When Sharon Bezaly releases a new album, the critic’s job is
basically to inform you that it exists. She’s so good, so consistent,
and so adventurous, that it’s nearly impossible to go wrong. Here she
tackles the well-known Nielsen
Flute Concerto, with admirably crisp,
incisive accompaniment by the Residentie Orkest and Neeme Järvi - those
thrilling timpani. Then it’s on to less well-known works like the gay
American impressionist Charles Griffes’
Poem, a sort of
Debussy-goes-west tone picture. Carl Reinecke’s rather old-fashioned
concerto, from the Germanic school of Mendelssohn, sticks to gentle lyricism
and weaves the flute through almost every bar. When the flute is silent, the
clarinet is playing, as at the start of finale, where it seems to hijack the
concerto. Maybe it’s Bezaly’s constant presence, but for once
Järvi’s icy demeanour doesn’t de-romanticize the affair.

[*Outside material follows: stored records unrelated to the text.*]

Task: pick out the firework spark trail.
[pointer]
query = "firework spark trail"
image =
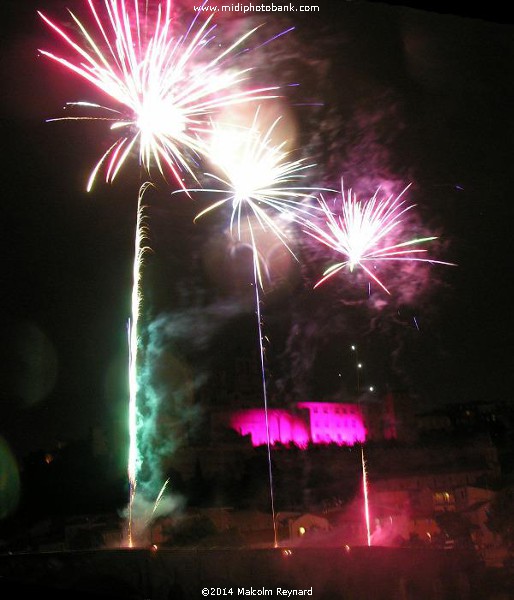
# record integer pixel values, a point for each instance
(164, 90)
(368, 232)
(366, 501)
(256, 176)
(134, 459)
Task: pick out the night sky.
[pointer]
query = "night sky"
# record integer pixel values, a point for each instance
(409, 96)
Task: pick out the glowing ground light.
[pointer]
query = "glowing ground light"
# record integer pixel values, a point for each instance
(368, 233)
(162, 88)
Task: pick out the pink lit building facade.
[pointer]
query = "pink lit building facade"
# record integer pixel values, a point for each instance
(308, 422)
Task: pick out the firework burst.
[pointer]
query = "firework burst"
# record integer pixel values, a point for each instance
(162, 88)
(256, 177)
(368, 233)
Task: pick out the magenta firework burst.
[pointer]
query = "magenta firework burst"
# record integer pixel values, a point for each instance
(367, 233)
(161, 86)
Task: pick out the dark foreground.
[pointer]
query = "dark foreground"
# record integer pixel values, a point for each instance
(323, 574)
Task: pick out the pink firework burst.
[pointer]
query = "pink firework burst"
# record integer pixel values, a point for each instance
(162, 88)
(366, 233)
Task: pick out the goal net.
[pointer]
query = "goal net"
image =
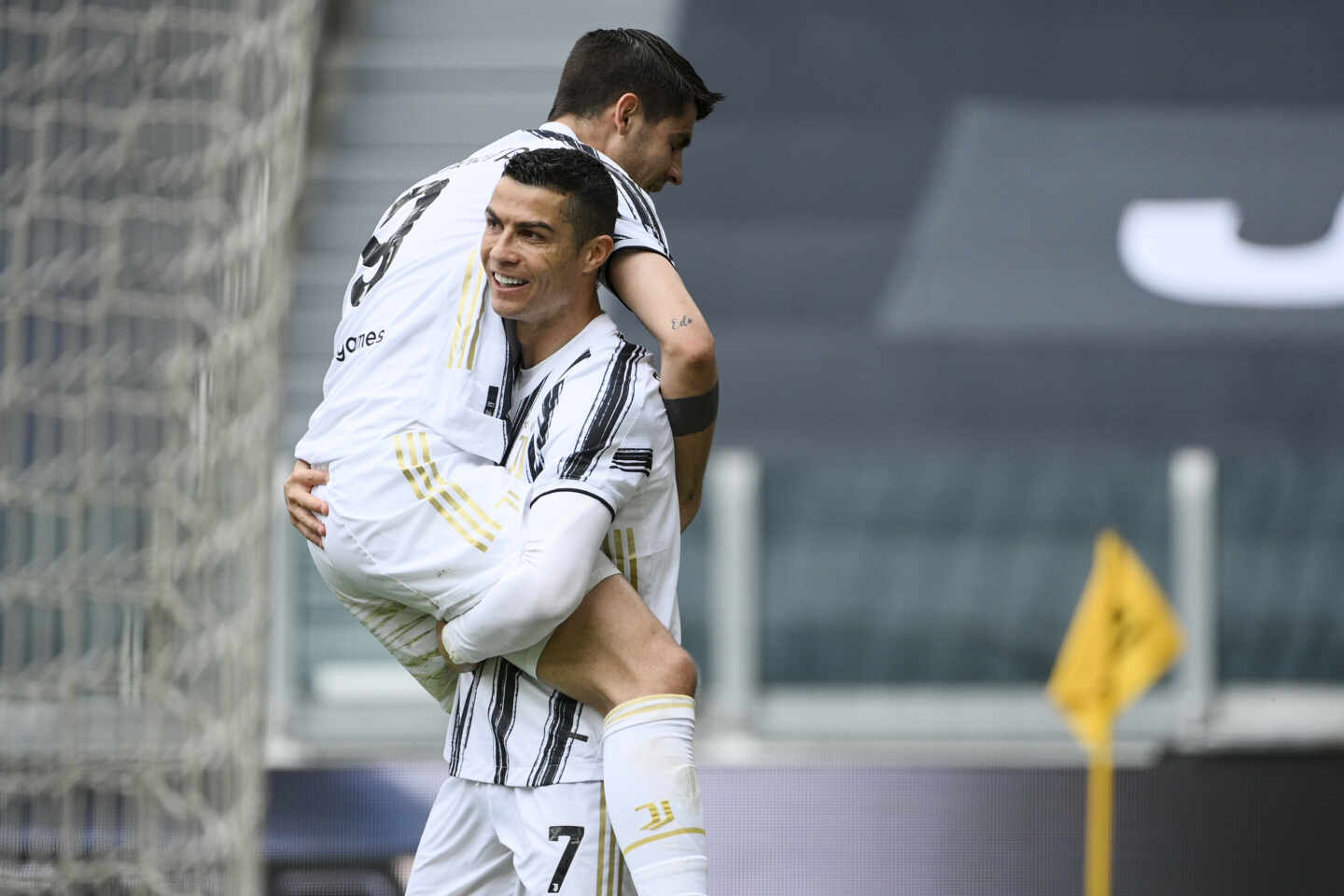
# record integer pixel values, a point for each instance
(151, 153)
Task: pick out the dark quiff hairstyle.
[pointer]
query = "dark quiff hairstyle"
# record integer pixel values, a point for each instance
(583, 180)
(610, 62)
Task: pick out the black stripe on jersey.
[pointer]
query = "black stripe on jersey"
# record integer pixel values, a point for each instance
(463, 721)
(633, 459)
(609, 409)
(592, 495)
(641, 204)
(503, 712)
(543, 428)
(633, 195)
(561, 725)
(564, 138)
(515, 424)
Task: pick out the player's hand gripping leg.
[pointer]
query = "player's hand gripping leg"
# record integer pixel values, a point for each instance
(617, 657)
(301, 504)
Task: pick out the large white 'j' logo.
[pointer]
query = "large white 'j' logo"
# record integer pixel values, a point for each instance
(1190, 251)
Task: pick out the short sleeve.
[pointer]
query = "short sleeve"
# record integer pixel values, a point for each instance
(604, 427)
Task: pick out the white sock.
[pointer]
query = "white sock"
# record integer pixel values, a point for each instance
(653, 795)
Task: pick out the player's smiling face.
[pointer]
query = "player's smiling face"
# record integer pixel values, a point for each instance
(531, 254)
(651, 152)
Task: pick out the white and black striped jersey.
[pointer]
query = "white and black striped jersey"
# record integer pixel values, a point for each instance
(418, 344)
(589, 419)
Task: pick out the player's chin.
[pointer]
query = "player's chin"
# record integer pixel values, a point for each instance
(506, 305)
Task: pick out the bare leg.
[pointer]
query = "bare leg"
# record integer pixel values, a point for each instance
(613, 649)
(613, 654)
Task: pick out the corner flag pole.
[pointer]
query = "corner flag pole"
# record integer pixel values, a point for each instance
(1101, 798)
(1121, 639)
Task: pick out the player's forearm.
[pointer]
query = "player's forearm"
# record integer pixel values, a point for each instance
(542, 587)
(652, 289)
(693, 455)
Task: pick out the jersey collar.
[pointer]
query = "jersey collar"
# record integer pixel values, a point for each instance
(598, 329)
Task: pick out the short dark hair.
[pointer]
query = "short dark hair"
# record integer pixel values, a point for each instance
(610, 62)
(583, 180)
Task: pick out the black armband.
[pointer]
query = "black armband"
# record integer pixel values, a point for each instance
(695, 414)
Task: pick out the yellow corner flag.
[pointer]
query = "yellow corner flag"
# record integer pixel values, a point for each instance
(1123, 637)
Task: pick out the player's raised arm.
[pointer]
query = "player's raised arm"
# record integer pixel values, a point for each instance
(650, 285)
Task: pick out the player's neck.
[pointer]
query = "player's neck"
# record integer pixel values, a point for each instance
(595, 132)
(538, 340)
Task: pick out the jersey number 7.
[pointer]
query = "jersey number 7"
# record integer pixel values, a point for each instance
(576, 835)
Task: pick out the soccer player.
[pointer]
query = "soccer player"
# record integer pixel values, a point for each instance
(592, 450)
(422, 371)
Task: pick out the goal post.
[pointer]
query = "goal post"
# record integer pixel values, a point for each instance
(151, 158)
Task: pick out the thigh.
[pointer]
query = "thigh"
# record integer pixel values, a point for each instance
(460, 853)
(562, 841)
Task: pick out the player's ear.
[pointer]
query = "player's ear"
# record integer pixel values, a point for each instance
(595, 251)
(623, 109)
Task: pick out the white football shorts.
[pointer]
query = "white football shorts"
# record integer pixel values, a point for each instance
(489, 840)
(417, 531)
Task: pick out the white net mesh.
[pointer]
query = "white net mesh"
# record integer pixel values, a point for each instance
(149, 160)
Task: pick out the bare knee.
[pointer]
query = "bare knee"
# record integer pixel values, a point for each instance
(675, 673)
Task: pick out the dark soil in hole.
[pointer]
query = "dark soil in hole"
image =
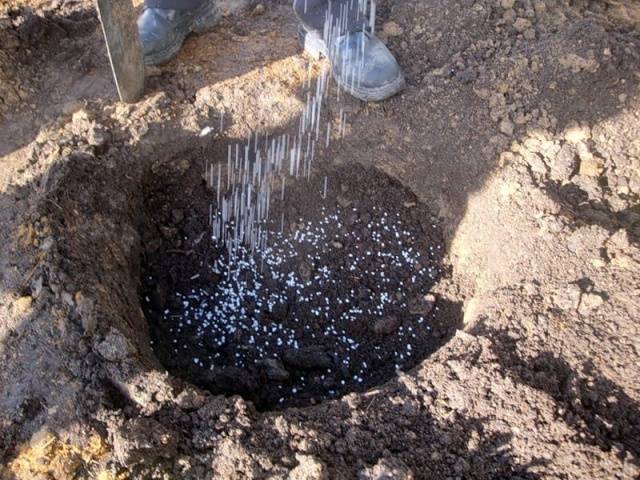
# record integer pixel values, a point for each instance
(338, 302)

Although the miniatures by Chaminade and Tchaikovsky are appealing,
my favourite works are the two saved for last. Francis Poulenc’s flute
sonata is unutterably wonderful and a classic. This is an orchestration by
his friend Lennox Berkeley, who does a better job than I had expected. My
colleague
Brian Wilson says he might even prefer this to the original.
I’ve certainly listened to it many times over, even separately from
the rest of the album. Then there’s the encore, an imaginative,
Technicolor rewrite of
Flight of the Bumblebee by Kalevi Aho. Bezaly
dances through a flurry of notes while the brass section snarls and the rest
of the orchestra moves like pieces in a kaleidoscope.
Although the violins get audibly lazy from 7:25 in the Griffes work,
the orchestra is generally very good, with piercing horns and
Järvi’s usual rhythmically snappy percussion sections. The
recorded sound, on the FLACs I downloaded from
eClassical, is pretty much astonishing. If you want to show off
your stereo system with a flute album for some reason, this is the one.